Buddhism, one of the three major religions in the world, was introduced to China in Han Dynasty. Later in the period of the Northern and Southern Dynasty, it became a spiritual residence for the common people suffering social unrest. Emperors and eminent persons also placed high esteem on the religion, which greatly helped it to gain a wide popularity throughout the land. The Chinese version of Buddhism reached its prime by the period of Sui and Tang Dynasty. Corresponding to such acclaim, the Buddhist art rapidly developed with resplendence. For a very long time in the ancient China, Buddha images were the main source for the Chinese sculpture arts mostly made on durable materials like stones, colored hardclay, and gold and metals.

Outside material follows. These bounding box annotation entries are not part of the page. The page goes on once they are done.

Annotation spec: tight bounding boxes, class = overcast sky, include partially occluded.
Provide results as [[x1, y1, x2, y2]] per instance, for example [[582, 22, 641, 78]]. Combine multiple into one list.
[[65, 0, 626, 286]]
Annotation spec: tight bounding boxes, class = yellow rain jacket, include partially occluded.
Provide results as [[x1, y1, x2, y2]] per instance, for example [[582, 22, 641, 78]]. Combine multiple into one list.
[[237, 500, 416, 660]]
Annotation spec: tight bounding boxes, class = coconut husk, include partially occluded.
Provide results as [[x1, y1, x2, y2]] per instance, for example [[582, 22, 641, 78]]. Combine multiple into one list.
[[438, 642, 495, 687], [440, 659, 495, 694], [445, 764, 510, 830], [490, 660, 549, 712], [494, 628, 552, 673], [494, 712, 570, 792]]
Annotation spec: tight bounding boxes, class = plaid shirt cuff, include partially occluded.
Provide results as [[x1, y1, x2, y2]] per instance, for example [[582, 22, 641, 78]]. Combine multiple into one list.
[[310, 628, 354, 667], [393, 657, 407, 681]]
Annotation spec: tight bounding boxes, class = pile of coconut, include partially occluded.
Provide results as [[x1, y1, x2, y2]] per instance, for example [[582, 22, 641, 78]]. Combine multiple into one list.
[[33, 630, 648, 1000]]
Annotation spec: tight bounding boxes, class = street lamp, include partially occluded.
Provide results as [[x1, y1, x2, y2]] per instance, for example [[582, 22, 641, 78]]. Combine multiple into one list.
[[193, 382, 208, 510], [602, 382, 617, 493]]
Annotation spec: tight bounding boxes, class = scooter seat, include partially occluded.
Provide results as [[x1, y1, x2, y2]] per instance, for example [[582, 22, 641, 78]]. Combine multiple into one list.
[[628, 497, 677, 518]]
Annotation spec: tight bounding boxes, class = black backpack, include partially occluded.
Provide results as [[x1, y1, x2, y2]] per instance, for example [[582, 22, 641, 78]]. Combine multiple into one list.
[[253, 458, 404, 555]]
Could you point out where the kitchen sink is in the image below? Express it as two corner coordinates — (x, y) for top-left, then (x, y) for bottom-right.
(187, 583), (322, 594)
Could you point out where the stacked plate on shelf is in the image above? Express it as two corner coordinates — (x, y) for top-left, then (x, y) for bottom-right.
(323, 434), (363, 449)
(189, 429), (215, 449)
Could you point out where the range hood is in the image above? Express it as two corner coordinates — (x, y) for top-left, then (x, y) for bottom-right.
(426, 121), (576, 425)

The early Buddhist sculptures were stamped with a strong South Asian style. From Northern Dynasty to Tang Dynasty, Buddhist art underwent a gradual process of adaptation to the Chinese style, especially the artwork attained more influence from folk art during the post-Tang period. This development vividly reflected the way an exotic religion or philosophy was transformed, absorbed and finally made part of the Chinese ideology and life.
The ancient Buddhist sculptures in Shanxi include not only the best-known Yungang Grottoes and Tianlongshan Grottoes, but also many more various Buddha artworks scattered in the rural temples with obscurity. Religions are unreal by nature, but the art they gestate is real. These Buddhist art creations, after thousands of years of vicissitude, still present to the world an eternal beauty.